To create a fetcher object or any other object in Go for testing purposes, we have a few options available to us. One option is to declare a new constructor for each configuration option. Another option is to use a custom Config struct. The third option is to use the Functional Options Pattern.

Out of these options, I recommend using the Functional Options Pattern because it allows us to have more control over the code, makes the code more explicit and easier to review, and makes it easier to inject dependencies for testing. Additionally, it includes built-in default behavior. You can find more information about these options here.

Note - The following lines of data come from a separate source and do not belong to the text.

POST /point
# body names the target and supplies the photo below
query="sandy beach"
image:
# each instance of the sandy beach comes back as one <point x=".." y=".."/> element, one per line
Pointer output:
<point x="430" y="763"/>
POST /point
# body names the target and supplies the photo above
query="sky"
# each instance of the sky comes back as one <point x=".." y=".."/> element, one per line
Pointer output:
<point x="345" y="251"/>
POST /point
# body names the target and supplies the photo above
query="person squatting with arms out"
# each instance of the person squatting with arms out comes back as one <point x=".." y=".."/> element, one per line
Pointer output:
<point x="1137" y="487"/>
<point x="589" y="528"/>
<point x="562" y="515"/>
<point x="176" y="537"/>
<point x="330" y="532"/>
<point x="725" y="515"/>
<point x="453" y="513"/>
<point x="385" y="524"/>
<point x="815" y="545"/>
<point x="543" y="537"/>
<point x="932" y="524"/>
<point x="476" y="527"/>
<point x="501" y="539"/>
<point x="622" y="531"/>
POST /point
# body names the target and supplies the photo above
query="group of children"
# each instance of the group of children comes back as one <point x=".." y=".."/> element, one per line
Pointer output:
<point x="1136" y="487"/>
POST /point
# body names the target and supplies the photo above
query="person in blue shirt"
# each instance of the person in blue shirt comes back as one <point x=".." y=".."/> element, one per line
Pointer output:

For example, this is how the ElbFetcher will look like

type ElbFetcher struct {
    log             *logp.Logger
    cfg             ElbFetcherConfig
    elbProvider     awslib.ElbLoadBalancerDescriber
    kubeClient      k8s.Interface
    lbRegexMatchers []*regexp.Regexp
    resourceCh      chan fetching.ResourceInfo
    cloudIdentity   *awslib.Identity
}
type Option func(*ElbFetcher)
func New(options ...Option) ElbFetcher {
        fetcher := &ElbFetcher{
            // fill all the defaults
            // logger
            // channel
      // providers
        }
        for _, option := range options {
            option(&fetcher)
        }

        return ElbFetcher
}

// Wtih_Property will override the default
func WithElbProvider(provider awslib.ElbLoadBalancerDescriber) Option {
    return function(e *ElbFetcher) {
        e.elbProvider = provider
    }
}

Final results

This is just one example of how a test might be structured. Other tests might need different implementation, requirements, or testing tools.

// +build integration
// -- 
// build tags are used to separate integration and unit test to keep the unit super light
// to run the integration test use "go test --tags=integration"

func TestCloudbeat(t *testing.T) {
    flag.Set("path.config", "/path/to/testing/config")
    flag.Set("c", "cloudbeat.yml")
    settings := instance.Settings{/*...*/}

    // NewSimpleClientset returns a clientset that will respond with the provided objects.
    // It's backed by a very simple object tracker that processes creates, updates and deletions as-is,
    // without applying any validations and/or defaults. It shouldn't be considered a replacement
    // for a real clientset and is mostly useful in simple unit tests.
    k8s := k8sFake.NewSimpleClientset()

    // This function does not exist, moreover the instance. Run will create the connection for us
    // and we don't have a way to override it easily.
    // This should be initializing with all the expected findings that cloudbeat will be sending
    // with an expectation that at the end of the test the queue is empty.
    // Meaning no expected findings left and no unexpected findings sent
    es := elastic.NewFakeClient()

    // Signal will be used to gracefully stop the beat - this is a workaround
    // as we don't control the beat lifecycle
    signal := make(chan struct {})

    // NewCloudbeat will get all the mocked dependencies
    // and use them instead of default and real connections
    beaterCreator := NewCloudbeat(
        WithKubernetesClient(k8s),
        WithElasticClient(es),
        WithStopHandler(signal),
    )
    err := instance.Run(settings, beaterCreator)
    assert.NoError(t, err)

    // Wait for some time and send a signal to stop
}

References

eyalkraft commented 1 year ago

@olegsu Thanks for this detailed proposal!! I really like this proposal and the overall direction.

I think we already have a few tests using a mocked k8s client, so I'm not completely sure how the tests you're proposing differ in the aspect of what will they test and how would that be different from what we have.

Regarding all the testability improvements you proposed, they sound like a great step towards higher quality codebase.

olegsu commented 1 year ago

Thank you @eyalkraft. You are right, we are using the Kubernetes mocks, also have AWS mocks, but they are all small unit tests. The suggestion is to have the ability to test complete flow, just with mocked data. For example, the test structure I suggested will start Cloudbeat and run a complete flow, including all the logic we have with OPA and other internal components that might change the data somewhere. In the end, we run the assertion against what is expected to be reported to Elasticsearch.